< Moon Viewing Platform >
- Online Catalogue: New Paintings by MIRA SONG
- Exhibition Essay by Robert Lynds Gallery:
< Moon Viewing Platform >
Navigating a new environment requires a focused sensitivity that allows the visitor to property interpret their surroundings; appropriately distinguishing the spaces that you can enter from those that are closed to you. Though this heightened perception can exhaust the mind, it often unearths spaces of tranquillity that are overlooked by habitants. In her solo exhibition, ‘Moon Viewing Platform’, Mira Song has employed the mental process of adaptation and transformation in her painting.

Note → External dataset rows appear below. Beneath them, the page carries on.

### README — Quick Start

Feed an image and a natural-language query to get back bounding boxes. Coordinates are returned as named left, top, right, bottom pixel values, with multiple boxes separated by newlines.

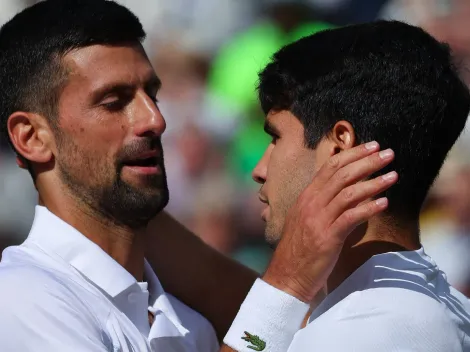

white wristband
left=224, top=279, right=310, bottom=352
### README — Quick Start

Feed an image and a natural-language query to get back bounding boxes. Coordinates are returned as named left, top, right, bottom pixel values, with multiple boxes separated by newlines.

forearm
left=146, top=212, right=257, bottom=340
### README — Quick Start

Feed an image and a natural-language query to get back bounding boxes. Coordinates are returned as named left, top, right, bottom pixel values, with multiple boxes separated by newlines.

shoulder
left=167, top=293, right=219, bottom=352
left=295, top=288, right=462, bottom=352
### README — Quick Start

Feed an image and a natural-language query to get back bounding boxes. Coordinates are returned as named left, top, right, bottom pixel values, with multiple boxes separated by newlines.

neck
left=326, top=218, right=421, bottom=293
left=39, top=187, right=145, bottom=281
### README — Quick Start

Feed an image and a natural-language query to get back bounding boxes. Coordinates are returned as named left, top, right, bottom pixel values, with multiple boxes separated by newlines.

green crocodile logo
left=242, top=331, right=266, bottom=351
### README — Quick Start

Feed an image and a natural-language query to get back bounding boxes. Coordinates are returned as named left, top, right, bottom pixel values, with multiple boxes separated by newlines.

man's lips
left=122, top=150, right=162, bottom=175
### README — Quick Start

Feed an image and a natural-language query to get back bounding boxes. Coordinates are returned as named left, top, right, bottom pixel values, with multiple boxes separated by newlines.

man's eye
left=102, top=98, right=130, bottom=111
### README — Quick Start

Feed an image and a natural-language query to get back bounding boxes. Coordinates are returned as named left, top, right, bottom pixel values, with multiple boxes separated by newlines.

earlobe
left=331, top=120, right=356, bottom=152
left=7, top=112, right=52, bottom=168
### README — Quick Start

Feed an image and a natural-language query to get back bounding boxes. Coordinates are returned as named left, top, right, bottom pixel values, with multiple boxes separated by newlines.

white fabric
left=288, top=249, right=470, bottom=352
left=0, top=207, right=218, bottom=352
left=224, top=279, right=310, bottom=352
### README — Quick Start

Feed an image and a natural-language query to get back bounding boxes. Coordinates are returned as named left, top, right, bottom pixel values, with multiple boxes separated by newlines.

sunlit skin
left=9, top=44, right=168, bottom=279
left=253, top=110, right=420, bottom=292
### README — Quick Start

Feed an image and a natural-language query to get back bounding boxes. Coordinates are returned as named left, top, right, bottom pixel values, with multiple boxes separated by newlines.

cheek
left=268, top=153, right=315, bottom=210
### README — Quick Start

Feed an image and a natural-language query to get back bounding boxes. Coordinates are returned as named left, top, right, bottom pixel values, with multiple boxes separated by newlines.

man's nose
left=133, top=92, right=166, bottom=137
left=251, top=146, right=272, bottom=184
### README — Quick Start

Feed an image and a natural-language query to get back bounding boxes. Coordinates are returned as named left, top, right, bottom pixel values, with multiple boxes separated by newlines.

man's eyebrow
left=264, top=120, right=279, bottom=136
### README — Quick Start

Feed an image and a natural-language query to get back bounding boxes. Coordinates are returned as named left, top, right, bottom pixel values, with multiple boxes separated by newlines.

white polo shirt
left=0, top=206, right=219, bottom=352
left=289, top=249, right=470, bottom=352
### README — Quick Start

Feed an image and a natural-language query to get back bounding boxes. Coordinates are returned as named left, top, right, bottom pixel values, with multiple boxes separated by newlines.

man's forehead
left=63, top=44, right=155, bottom=85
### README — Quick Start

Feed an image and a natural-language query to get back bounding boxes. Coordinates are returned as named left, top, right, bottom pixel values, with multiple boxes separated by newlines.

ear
left=7, top=112, right=54, bottom=168
left=329, top=120, right=356, bottom=155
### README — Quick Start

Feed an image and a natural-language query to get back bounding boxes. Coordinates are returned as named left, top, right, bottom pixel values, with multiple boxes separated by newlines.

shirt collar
left=27, top=206, right=137, bottom=298
left=309, top=247, right=438, bottom=322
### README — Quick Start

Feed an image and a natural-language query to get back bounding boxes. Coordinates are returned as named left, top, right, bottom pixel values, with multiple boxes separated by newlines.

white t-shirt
left=289, top=249, right=470, bottom=352
left=0, top=207, right=219, bottom=352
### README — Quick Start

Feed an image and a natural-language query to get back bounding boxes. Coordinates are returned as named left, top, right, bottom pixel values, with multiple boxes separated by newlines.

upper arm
left=289, top=297, right=460, bottom=352
left=0, top=271, right=112, bottom=352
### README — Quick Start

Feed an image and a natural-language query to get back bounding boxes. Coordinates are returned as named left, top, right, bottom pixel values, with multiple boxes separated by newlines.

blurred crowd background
left=0, top=0, right=470, bottom=295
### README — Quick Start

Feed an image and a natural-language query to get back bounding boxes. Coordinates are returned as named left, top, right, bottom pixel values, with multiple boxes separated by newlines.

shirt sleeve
left=288, top=294, right=462, bottom=352
left=0, top=273, right=113, bottom=352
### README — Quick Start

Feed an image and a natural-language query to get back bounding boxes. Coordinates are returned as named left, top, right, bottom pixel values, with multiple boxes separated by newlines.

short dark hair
left=259, top=21, right=470, bottom=220
left=0, top=0, right=145, bottom=164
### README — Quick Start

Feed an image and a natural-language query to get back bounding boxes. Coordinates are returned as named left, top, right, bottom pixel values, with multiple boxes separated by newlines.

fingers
left=324, top=171, right=398, bottom=226
left=315, top=142, right=379, bottom=184
left=315, top=149, right=395, bottom=207
left=328, top=198, right=388, bottom=243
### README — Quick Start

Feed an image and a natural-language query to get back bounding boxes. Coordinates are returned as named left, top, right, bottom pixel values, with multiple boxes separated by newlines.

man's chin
left=264, top=224, right=281, bottom=249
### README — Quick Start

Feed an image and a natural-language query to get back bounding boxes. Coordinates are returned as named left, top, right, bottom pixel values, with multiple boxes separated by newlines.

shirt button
left=127, top=292, right=139, bottom=303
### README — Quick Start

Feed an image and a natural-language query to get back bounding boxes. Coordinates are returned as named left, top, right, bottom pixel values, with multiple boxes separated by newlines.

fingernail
left=375, top=198, right=388, bottom=207
left=366, top=142, right=379, bottom=150
left=382, top=171, right=397, bottom=181
left=379, top=149, right=393, bottom=160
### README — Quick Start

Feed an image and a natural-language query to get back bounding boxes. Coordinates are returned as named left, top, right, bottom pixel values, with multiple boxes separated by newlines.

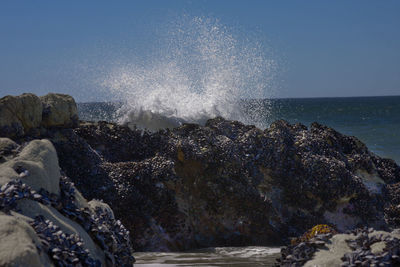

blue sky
left=0, top=0, right=400, bottom=101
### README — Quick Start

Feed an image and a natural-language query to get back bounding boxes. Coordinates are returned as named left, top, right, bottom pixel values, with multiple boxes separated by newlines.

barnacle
left=290, top=224, right=337, bottom=245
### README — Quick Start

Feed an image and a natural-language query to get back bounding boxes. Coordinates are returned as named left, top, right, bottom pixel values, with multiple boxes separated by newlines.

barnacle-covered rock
left=0, top=94, right=42, bottom=137
left=0, top=139, right=134, bottom=266
left=40, top=93, right=78, bottom=127
left=47, top=118, right=400, bottom=250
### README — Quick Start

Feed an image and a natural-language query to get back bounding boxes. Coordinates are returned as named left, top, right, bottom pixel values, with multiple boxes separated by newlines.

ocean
left=78, top=96, right=400, bottom=164
left=78, top=96, right=400, bottom=267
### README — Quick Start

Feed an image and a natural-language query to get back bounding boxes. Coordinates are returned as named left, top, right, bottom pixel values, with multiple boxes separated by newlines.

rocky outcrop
left=0, top=93, right=78, bottom=138
left=0, top=94, right=43, bottom=137
left=40, top=93, right=78, bottom=128
left=0, top=138, right=134, bottom=266
left=48, top=118, right=400, bottom=250
left=277, top=228, right=400, bottom=267
left=0, top=93, right=400, bottom=256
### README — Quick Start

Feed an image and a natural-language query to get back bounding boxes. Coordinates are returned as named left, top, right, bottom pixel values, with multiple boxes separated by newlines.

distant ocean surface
left=78, top=96, right=400, bottom=164
left=78, top=96, right=400, bottom=267
left=268, top=96, right=400, bottom=164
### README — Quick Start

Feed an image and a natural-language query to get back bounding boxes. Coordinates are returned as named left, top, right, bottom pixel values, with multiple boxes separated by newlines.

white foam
left=102, top=17, right=275, bottom=130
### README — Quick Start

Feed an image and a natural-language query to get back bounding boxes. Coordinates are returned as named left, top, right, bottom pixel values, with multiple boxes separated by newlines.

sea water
left=78, top=96, right=400, bottom=164
left=78, top=17, right=400, bottom=267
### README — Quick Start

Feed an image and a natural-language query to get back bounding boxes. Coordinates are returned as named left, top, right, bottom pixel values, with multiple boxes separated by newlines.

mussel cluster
left=0, top=176, right=135, bottom=266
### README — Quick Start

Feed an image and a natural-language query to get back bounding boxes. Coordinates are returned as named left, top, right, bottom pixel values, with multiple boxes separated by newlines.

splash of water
left=103, top=17, right=275, bottom=130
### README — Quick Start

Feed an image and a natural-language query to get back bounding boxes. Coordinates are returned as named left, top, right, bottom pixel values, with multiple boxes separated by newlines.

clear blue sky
left=0, top=0, right=400, bottom=101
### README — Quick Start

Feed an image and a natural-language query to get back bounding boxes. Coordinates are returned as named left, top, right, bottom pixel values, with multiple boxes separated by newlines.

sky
left=0, top=0, right=400, bottom=101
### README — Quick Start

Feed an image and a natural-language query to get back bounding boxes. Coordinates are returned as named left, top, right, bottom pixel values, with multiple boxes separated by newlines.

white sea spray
left=102, top=16, right=276, bottom=130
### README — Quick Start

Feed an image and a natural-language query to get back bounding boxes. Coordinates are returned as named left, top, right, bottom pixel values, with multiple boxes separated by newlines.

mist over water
left=101, top=16, right=276, bottom=130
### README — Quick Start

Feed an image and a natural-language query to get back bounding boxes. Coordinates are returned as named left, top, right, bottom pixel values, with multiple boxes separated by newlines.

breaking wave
left=102, top=17, right=275, bottom=130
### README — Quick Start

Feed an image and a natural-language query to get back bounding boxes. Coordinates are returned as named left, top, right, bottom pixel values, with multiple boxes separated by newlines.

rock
left=0, top=212, right=52, bottom=267
left=304, top=228, right=400, bottom=267
left=0, top=140, right=61, bottom=194
left=40, top=93, right=78, bottom=128
left=48, top=118, right=400, bottom=250
left=0, top=138, right=134, bottom=267
left=0, top=94, right=43, bottom=137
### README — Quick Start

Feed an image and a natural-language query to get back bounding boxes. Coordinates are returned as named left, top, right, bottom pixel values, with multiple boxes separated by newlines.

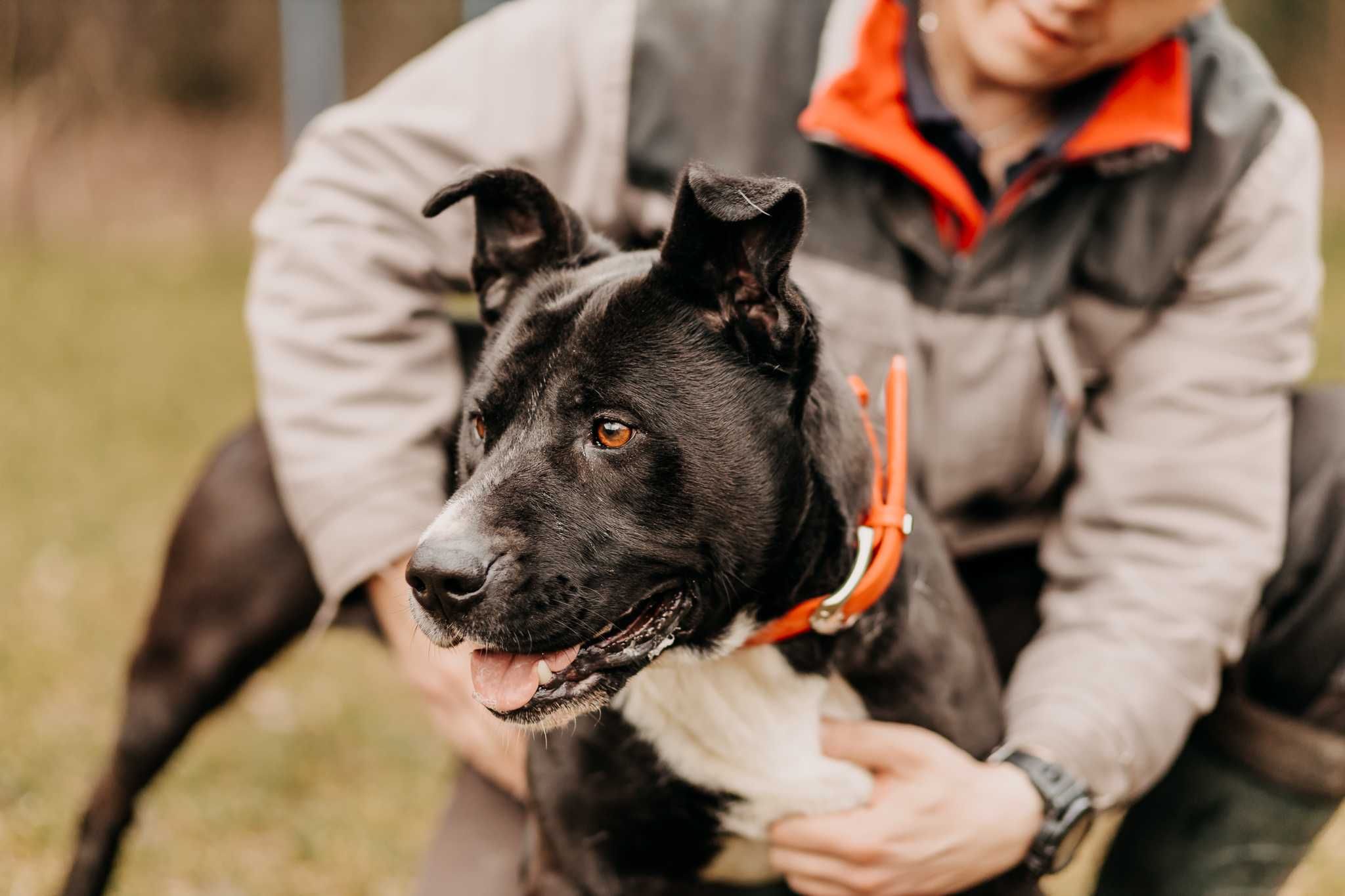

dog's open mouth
left=472, top=589, right=690, bottom=720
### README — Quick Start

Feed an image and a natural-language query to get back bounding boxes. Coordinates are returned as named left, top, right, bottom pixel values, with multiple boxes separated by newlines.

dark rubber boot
left=1096, top=729, right=1341, bottom=896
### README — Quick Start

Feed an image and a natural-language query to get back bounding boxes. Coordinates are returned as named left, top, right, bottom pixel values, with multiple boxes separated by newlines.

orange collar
left=744, top=354, right=910, bottom=647
left=797, top=0, right=1190, bottom=251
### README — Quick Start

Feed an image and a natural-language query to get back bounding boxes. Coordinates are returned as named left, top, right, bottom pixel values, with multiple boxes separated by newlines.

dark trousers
left=418, top=388, right=1345, bottom=896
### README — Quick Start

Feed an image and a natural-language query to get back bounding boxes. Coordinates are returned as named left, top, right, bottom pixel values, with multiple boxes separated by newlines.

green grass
left=0, top=242, right=451, bottom=896
left=0, top=230, right=1345, bottom=896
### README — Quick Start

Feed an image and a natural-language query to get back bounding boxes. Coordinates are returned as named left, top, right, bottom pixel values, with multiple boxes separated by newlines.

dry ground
left=0, top=227, right=1345, bottom=896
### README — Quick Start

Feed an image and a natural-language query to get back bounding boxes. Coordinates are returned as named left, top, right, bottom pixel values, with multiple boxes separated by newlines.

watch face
left=1050, top=811, right=1092, bottom=872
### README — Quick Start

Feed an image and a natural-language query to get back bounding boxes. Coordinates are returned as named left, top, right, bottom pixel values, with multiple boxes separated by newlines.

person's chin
left=977, top=40, right=1087, bottom=91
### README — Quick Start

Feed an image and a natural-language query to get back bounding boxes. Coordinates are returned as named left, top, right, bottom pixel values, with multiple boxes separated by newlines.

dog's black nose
left=406, top=542, right=489, bottom=620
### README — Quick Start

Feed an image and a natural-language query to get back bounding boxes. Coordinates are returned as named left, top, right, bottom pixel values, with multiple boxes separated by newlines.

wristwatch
left=986, top=744, right=1093, bottom=877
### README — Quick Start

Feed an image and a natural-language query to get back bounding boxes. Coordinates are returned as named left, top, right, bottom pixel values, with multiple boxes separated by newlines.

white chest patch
left=612, top=623, right=873, bottom=883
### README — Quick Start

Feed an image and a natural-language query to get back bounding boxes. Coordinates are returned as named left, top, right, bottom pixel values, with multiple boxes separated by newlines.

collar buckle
left=808, top=525, right=874, bottom=634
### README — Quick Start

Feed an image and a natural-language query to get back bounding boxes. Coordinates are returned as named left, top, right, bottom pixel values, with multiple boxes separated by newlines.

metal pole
left=280, top=0, right=345, bottom=148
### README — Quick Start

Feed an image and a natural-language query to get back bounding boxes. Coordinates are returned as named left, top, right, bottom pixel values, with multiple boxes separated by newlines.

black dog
left=66, top=167, right=1034, bottom=896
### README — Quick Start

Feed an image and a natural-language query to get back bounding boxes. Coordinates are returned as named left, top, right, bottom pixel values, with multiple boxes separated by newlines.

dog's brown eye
left=593, top=421, right=635, bottom=447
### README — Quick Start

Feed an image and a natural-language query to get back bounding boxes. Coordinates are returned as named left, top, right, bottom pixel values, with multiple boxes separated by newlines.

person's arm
left=248, top=0, right=634, bottom=796
left=771, top=93, right=1321, bottom=896
left=246, top=0, right=634, bottom=606
left=1005, top=98, right=1322, bottom=806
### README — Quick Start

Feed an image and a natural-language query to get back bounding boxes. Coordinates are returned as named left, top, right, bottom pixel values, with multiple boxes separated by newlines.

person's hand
left=771, top=721, right=1044, bottom=896
left=368, top=557, right=527, bottom=800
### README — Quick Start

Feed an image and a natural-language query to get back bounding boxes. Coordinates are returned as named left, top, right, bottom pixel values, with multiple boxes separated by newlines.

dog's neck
left=759, top=363, right=874, bottom=645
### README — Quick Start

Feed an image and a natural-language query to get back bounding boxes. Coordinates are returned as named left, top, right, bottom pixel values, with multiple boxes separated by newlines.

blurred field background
left=0, top=0, right=1345, bottom=896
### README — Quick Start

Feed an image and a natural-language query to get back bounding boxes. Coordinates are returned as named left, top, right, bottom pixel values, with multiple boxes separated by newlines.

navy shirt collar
left=901, top=0, right=1122, bottom=208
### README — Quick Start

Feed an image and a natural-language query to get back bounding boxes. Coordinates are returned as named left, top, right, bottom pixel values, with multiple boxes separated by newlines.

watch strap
left=988, top=747, right=1092, bottom=876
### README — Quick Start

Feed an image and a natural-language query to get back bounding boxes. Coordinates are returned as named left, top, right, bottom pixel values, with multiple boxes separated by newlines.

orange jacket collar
left=744, top=356, right=910, bottom=647
left=799, top=0, right=1190, bottom=250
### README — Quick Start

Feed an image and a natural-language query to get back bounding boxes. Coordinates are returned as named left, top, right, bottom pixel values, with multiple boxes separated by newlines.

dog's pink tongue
left=472, top=645, right=580, bottom=712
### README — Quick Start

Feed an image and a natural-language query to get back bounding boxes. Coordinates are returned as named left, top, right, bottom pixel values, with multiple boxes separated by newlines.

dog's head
left=408, top=165, right=869, bottom=724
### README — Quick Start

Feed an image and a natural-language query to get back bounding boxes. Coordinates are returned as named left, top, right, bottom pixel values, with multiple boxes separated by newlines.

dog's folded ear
left=422, top=168, right=615, bottom=325
left=661, top=163, right=812, bottom=370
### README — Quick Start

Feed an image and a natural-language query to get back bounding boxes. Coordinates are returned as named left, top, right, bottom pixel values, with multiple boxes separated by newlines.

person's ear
left=422, top=168, right=615, bottom=326
left=659, top=163, right=812, bottom=371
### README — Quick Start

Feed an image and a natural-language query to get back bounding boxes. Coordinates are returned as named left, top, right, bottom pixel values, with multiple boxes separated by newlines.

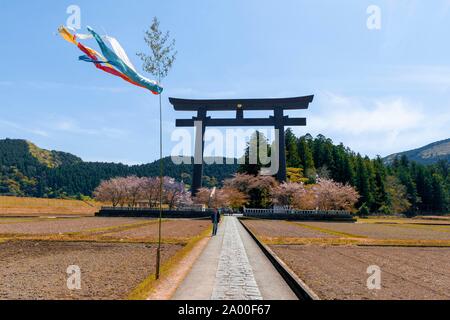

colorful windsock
left=58, top=26, right=163, bottom=94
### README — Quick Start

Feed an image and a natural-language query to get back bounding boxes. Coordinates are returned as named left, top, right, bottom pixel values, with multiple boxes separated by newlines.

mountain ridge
left=383, top=138, right=450, bottom=164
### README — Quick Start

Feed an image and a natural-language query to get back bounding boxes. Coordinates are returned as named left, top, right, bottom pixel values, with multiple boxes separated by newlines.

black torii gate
left=169, top=95, right=314, bottom=195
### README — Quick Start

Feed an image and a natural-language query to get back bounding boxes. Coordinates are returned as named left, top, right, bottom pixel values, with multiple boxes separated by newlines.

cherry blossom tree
left=271, top=182, right=306, bottom=207
left=94, top=178, right=125, bottom=207
left=313, top=179, right=359, bottom=210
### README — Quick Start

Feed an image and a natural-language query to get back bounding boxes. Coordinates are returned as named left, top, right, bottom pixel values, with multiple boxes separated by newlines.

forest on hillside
left=0, top=135, right=450, bottom=213
left=0, top=139, right=238, bottom=198
left=239, top=129, right=450, bottom=214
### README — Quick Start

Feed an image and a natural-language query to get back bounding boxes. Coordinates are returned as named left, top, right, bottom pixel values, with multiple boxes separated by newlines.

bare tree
left=137, top=17, right=177, bottom=279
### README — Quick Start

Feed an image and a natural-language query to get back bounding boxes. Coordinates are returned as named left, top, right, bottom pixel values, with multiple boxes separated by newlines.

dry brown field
left=0, top=217, right=210, bottom=300
left=243, top=219, right=450, bottom=300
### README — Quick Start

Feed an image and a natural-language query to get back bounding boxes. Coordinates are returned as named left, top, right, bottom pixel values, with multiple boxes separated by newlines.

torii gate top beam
left=169, top=95, right=314, bottom=111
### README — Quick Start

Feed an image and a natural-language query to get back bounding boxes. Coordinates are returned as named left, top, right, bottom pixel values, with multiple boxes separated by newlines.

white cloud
left=51, top=119, right=126, bottom=138
left=0, top=120, right=49, bottom=137
left=379, top=65, right=450, bottom=91
left=295, top=92, right=450, bottom=157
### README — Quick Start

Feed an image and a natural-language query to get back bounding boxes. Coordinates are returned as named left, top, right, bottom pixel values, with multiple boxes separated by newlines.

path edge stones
left=238, top=218, right=320, bottom=301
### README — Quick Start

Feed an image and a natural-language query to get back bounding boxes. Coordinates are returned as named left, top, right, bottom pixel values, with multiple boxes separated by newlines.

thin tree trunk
left=155, top=88, right=164, bottom=280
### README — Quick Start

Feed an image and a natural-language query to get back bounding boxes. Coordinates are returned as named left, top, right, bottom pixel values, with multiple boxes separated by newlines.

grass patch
left=127, top=227, right=212, bottom=300
left=290, top=222, right=367, bottom=239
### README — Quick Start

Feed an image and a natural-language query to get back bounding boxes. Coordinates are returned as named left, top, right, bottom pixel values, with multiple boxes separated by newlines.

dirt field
left=0, top=241, right=182, bottom=299
left=271, top=245, right=450, bottom=300
left=0, top=196, right=102, bottom=216
left=243, top=219, right=450, bottom=300
left=0, top=217, right=211, bottom=299
left=0, top=217, right=155, bottom=236
left=299, top=222, right=450, bottom=240
left=104, top=220, right=211, bottom=240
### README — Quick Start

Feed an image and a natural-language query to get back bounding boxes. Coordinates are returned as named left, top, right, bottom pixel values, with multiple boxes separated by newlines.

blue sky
left=0, top=0, right=450, bottom=164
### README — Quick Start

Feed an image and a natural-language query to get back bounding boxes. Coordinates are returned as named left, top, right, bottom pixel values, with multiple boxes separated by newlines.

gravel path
left=211, top=217, right=262, bottom=300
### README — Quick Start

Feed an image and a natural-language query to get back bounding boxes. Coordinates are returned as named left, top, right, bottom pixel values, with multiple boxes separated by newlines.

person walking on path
left=211, top=208, right=220, bottom=237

The concept behind the show’s title ‘Moon Viewing Platform’ is based on the constant presence of the moon as a touchstone in Song’s transition between Korea and Canada. Song’s emigration to Vancouver has situated the artist in a place of “floating” between her native and adopted cultures. Based on her attraction to parks and gardens in Seoul, which serve as physical sites for meditation, ‘Moon Viewing Platform’ incorporates the concept of the Asian garden designed around a space to view the moon. Song speaks to the underlying force of the cycles of the moon on the human experience; equating those to the cycles and rhythms of a city and one’s physical position of perception. This position has drawn the artist to find a sense of solace and home in her studio and practice, translating her experience with painting, creating alternative sites for self-reflection and contemplation.
Song originally approached her medium as means of expression of pre-set concepts, allowing her to portray imaginative miniature forms and environment. Her practice is based on memories of childhood perception and imagination, focusing on inner-space of forms, such as a tea pot or a bonsai tree. The shift in perspective while engaging in these micro-spaces encourages the process of transcending layers of consciousness and cogitation.
Song’s adaptation to her change of environment is reflected in the evolution of her technique and approach in her practice; allowing the unearthing process to lea her through her paintings. Song’s practice has grown towards exploring the media and process of painting itself; focusing on the materiality of paint, the action, and freedom in mark making. Her work ‘Moon Viewing Platform’ has evolved to becoming more graphic, incorporating flat aspects that juxtapose her architectural forms and scenes. The three-dimensional spatial elements of her previous work are still present, but are no longer the focus. The works demand the act of slow-engagement; discerning areas that tare activated, in which the viewer feels they can enter, and those to which are closed to them.
Mira song is an interdisciplinary artist based on Vancouver BC, and Seoul, South Korea. This is her second solo-exhibition in Vancouver.